Leaving Om: Buddhism's Lost Lamas

During a break in a mixing session at a recording studio in Milan, Gomo Tulku, a Tibetan-American hip-hop artist, plays the sample he's inserting into the intro of his debut EP—a group of vocalists singing what sounds eerily like a Tibetan Buddhist chant. One of his Italian producers had it programmed into his keyboard, and when Gomo first heard it, he recalls, he said, "That's dope, I want that. Yo, that's my culture!"
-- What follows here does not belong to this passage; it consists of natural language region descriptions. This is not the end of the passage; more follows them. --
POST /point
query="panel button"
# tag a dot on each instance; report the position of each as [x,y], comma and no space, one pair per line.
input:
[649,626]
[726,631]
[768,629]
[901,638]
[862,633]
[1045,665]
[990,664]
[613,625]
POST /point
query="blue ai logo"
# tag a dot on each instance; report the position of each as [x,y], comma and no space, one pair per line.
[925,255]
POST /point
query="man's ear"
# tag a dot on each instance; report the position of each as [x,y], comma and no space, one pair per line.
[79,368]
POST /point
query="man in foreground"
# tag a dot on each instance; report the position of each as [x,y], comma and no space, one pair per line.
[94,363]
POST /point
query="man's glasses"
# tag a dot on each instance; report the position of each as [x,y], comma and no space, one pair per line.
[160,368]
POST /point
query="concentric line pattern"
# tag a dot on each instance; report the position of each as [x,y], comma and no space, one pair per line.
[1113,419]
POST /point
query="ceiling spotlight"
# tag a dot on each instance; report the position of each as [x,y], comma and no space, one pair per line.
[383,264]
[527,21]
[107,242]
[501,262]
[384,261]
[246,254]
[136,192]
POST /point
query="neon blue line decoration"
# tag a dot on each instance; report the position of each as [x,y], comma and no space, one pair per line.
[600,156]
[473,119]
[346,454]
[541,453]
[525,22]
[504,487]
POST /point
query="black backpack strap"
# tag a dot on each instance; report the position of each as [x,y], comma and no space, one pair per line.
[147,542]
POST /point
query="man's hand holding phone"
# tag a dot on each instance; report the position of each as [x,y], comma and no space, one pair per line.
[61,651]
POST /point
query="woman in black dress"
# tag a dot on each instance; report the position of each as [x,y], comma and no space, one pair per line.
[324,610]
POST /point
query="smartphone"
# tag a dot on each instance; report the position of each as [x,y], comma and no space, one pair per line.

Swiveling in his Aeron chair behind the multitrack console, conferring with the engineers on the mix ("Si, perfecto, bello"), Gomo Tulku looks every bit the part of an aspiring rapper: jeans, black down vest, gray porkpie hat, oversize black-and-gold Super glasses (a Milan brand favored by Jay-Z and Rihanna). But the 23-year-old is not quite the playa he portrays in the video for his first single, "Photograph," in which he drinks in a club and rides in a stretch limo while a host of leggy Italian beauties grind on him. Known as the Rapping Lama, Gomo spent his childhood being groomed to be a high-ranking lama, and the video caused a minor uproar in the online Buddhist community. But Gomo is nearly a teetotaler and insists "Photograph" is a wholesome breakup song about the one romance he's had since leaving the monastery. "Listen to the lyrics!" he says. The hip-hop eye candy was his Italian director's idea.